Ho fatto più volte uso del concetto di liquidità, che in finanza non è dei più univoci. Si tratta della disponibilità di moneta, in ultima istanza controllata dalle banche centrali? Sì, anche. E sulla base di questa definizione, ho mostrato graficamente di quale entità sia stata la bolla degli ultimi anni.

Ma questa accezione è diventata sempre più inadeguata nei mercati finanziari del XXI secolo, nei quali sono proliferati nuovi veicoli di credito e d’investimento poco o per niente regolati dalle banche centrali – quello che Paul McCulley di PIMCO ha per primo definito, nel suo complesso, come “shadow banking system” (sistema bancario ombra). Banche d’investimento, Siv (structured investment vehicles) e hedge fund sono i suoi attori protagonisti.

In questo nuovo contesto, cos’è dunque la liquidità? La definizione migliore mi pare sia di nuovo quella di McCulley, che l’ha chiamata uno “stato della mente”.

“Nei mercati dei capitali di oggi, integrati globalmente e regolati in modo leggero, la liquidità ha a che fare con l’appetito per il rischio di prestatori e prenditori di denaro, collettivamente considerati. E’ cioè una funzione della disponibilità da parte degli investitori di sottoscrivere rischio e incertezza con capitali presi a prestito e della disponibilità da parte dei risparmiatori di prestare denaro a investitori che intendono sottoscrivere rischio e incertezza con capitali presi a prestito.”

Vedremo come uno “stato della mente” reso euforico dalle irripetibili opportunità di crescita offerte ai mercati del credito da Bretton Woods II e dalle innovazioni di prodotto frutto di un’ingegneria finanziaria sempre meno frenata dal buon senso e/o dalle autorità, abbia finito per generare “liquidità” (e, per un certo periodo di tempo, profitti) che sfidano la più fervida immaginazione.

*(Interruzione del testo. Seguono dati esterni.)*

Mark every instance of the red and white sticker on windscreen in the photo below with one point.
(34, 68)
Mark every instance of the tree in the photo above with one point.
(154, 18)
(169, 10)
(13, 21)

Ora che lo “squilibrio” di Bretton Woods II da “stabile” ha cominciato a farsi “instabile” (il mercato della casa americano è stato, in fin dei conti, il punto più debole di una catena planetaria, che avrebbe potuto iniziare a sfilacciarsi anche in altri punti), lo “stato della mente” è diventato ansioso e preoccupato da euforico che era.

Ha così preso avvio un processo inverso di contrazione della “liquidità” (e dei profitti, come dimostrano i tremendi buchi venuti a galla nelle trimestrali delle grandi banche americane) che, a una a una, finirà per afflosciare le tante bolle gonfiatesi in questi anni.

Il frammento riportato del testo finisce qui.